In this week’s “Shipping Number of the Week”, BIMCO’s Shipping Analyst, Filipe Gouveia, examines the rise in coal shipments to India, the world’s second largest importer of coal.
According to BIMCO, India, the world’s second largest coal importer, saw its electricity generation rise 9% y/y between January and July 2024. Power generation from coal rose 13% y/y, compensating a 6% y/y decrease in hydro power generation due to low water levels. Since 2022, all power plants in India have been under a mandate to blend a minimum ratio of imported coal in their electricity generation to ensure supplies and avoid blackouts. This ratio was set at 4% for the period between 27 June and 15 October 2024, down from 6% previously.
Between January and August 2024, coal shipments to India rose 10% y/y, outpacing an 8% y/y increase in domestic coal mining. Thermal coal shipments were a key driver, supported by strong electricity demand and coal import mandates. During the rest of 2024, growth may slow as demand cools
… said Filipe Gouveia, adding that dry bulk carriers in the capesize and panamax segments benefited the most from an increase in coal cargoes, as we saw a shift towards larger ships transporting coal to India. So far in 2024, cargoes aboard supramax ships stagnated and their cargo share of coal shipments to India fell to 21% from 23% in 2023.
Indonesia is the origin of 45% of India’s seaborne coal imports, nearly all of which is thermal coal. Supramax ships are sometimes preferred for these routes due to limited crane availability or draft restrictions in smaller ports.
Although shipments have surged so far in 2024, they may grow at a slower rate over the rest of the year. The monsoon rains in India ramped up in August after a slow start, leading to 26% y/y increase in water levels in reservoirs. This should allow hydro power generation to recover, reducing coal demand.
Coal inventories in power plants are also at healthy levels, with only 22 power plants at critical levels. It is still unknown whether the government will ease or eliminate coal import mandates in October, but should they do so, imports could grow at a slower rate.

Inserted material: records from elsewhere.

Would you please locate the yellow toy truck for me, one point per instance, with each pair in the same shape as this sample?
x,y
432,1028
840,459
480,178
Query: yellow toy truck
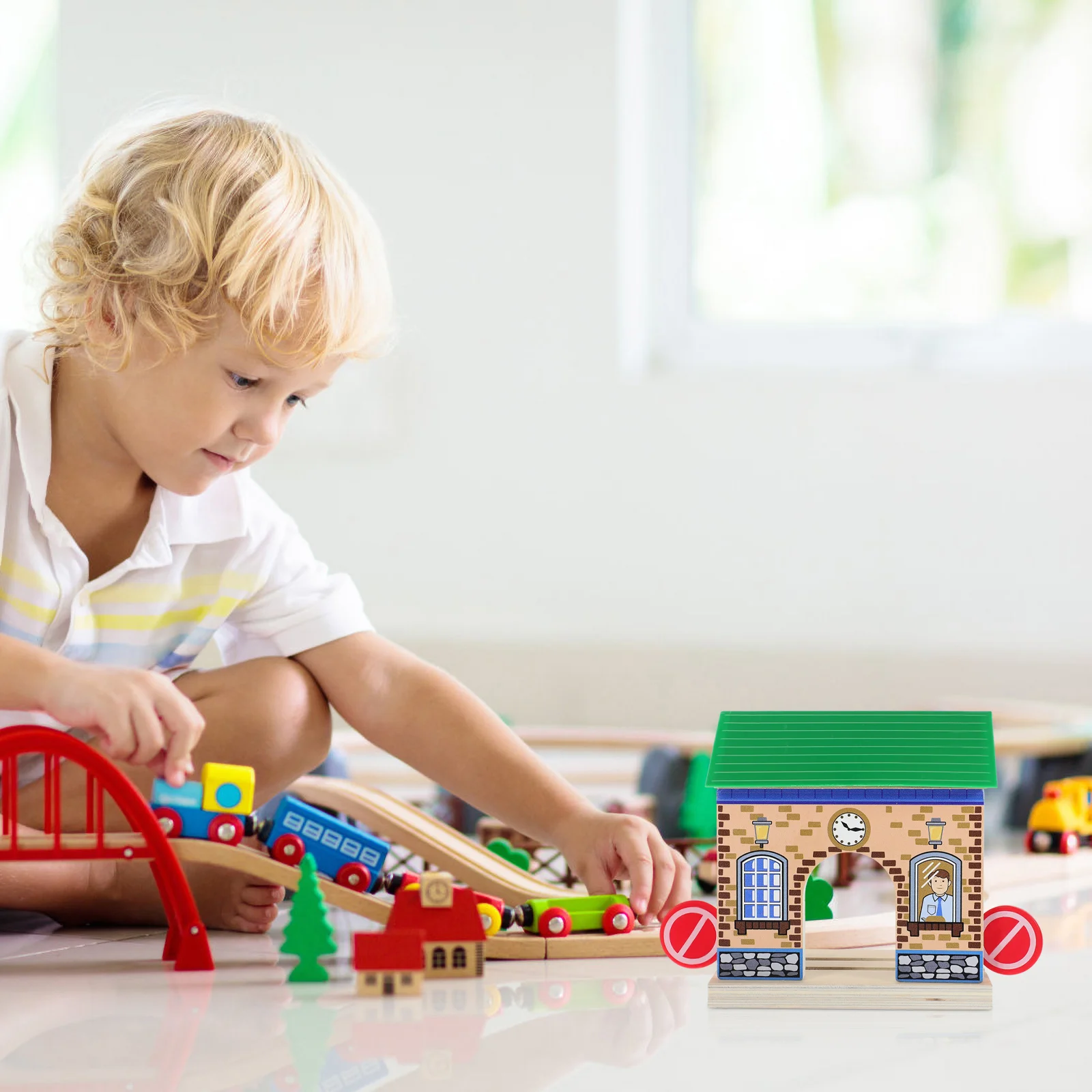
x,y
1062,820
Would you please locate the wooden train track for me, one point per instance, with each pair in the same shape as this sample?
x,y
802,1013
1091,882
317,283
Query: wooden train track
x,y
242,859
431,839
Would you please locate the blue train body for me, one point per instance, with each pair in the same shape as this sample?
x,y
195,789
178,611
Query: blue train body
x,y
333,844
186,803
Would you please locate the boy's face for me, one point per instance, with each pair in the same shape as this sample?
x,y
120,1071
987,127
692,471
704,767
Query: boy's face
x,y
218,407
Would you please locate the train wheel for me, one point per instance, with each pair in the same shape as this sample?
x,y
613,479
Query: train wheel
x,y
618,919
169,822
1040,841
618,992
227,830
491,919
555,923
555,995
289,849
354,876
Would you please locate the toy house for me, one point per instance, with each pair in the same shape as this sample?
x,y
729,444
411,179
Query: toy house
x,y
904,789
389,964
448,915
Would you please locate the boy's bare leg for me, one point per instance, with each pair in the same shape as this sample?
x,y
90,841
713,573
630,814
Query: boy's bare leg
x,y
268,713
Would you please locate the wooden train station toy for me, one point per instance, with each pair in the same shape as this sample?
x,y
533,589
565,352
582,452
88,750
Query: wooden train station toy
x,y
902,789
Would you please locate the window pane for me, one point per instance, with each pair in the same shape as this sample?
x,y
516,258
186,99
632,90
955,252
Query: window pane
x,y
27,158
906,161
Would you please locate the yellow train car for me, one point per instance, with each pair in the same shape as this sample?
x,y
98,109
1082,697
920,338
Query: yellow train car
x,y
1062,820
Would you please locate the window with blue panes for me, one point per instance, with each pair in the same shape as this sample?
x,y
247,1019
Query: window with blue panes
x,y
762,887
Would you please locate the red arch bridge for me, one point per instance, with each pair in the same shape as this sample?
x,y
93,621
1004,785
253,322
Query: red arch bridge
x,y
187,943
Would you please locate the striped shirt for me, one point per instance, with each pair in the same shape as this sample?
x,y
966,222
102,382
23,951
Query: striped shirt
x,y
227,566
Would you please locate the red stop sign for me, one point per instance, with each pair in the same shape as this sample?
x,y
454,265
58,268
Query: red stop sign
x,y
1011,940
688,934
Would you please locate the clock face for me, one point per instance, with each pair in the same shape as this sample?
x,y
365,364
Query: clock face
x,y
849,828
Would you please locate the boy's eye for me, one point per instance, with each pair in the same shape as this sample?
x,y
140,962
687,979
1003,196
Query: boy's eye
x,y
243,384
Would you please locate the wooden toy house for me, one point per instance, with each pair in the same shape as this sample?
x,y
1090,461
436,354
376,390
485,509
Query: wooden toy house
x,y
448,915
904,789
389,964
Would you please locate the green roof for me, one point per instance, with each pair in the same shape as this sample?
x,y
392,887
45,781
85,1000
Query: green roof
x,y
851,751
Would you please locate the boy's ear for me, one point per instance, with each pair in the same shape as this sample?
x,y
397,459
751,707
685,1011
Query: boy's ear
x,y
101,317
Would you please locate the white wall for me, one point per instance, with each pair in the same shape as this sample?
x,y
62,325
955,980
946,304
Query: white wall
x,y
502,482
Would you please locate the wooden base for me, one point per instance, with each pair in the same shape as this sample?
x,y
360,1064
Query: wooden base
x,y
861,988
516,946
576,946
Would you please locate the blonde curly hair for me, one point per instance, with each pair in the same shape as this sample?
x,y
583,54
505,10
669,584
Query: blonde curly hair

Gouveia concluded that, unlike in advanced economies where demand had peaked, or in China where significant investment in renewables was reducing demand, India’s coal demand was still expected to rise in the medium term. However, he noted that import demand growth would be limited by the country’s ambitious targets to increase domestic mining by an average of 7% per year until the end of the decade. If India were to reach its target, cargo growth would slow, although a reduction in volumes from current levels was unlikely.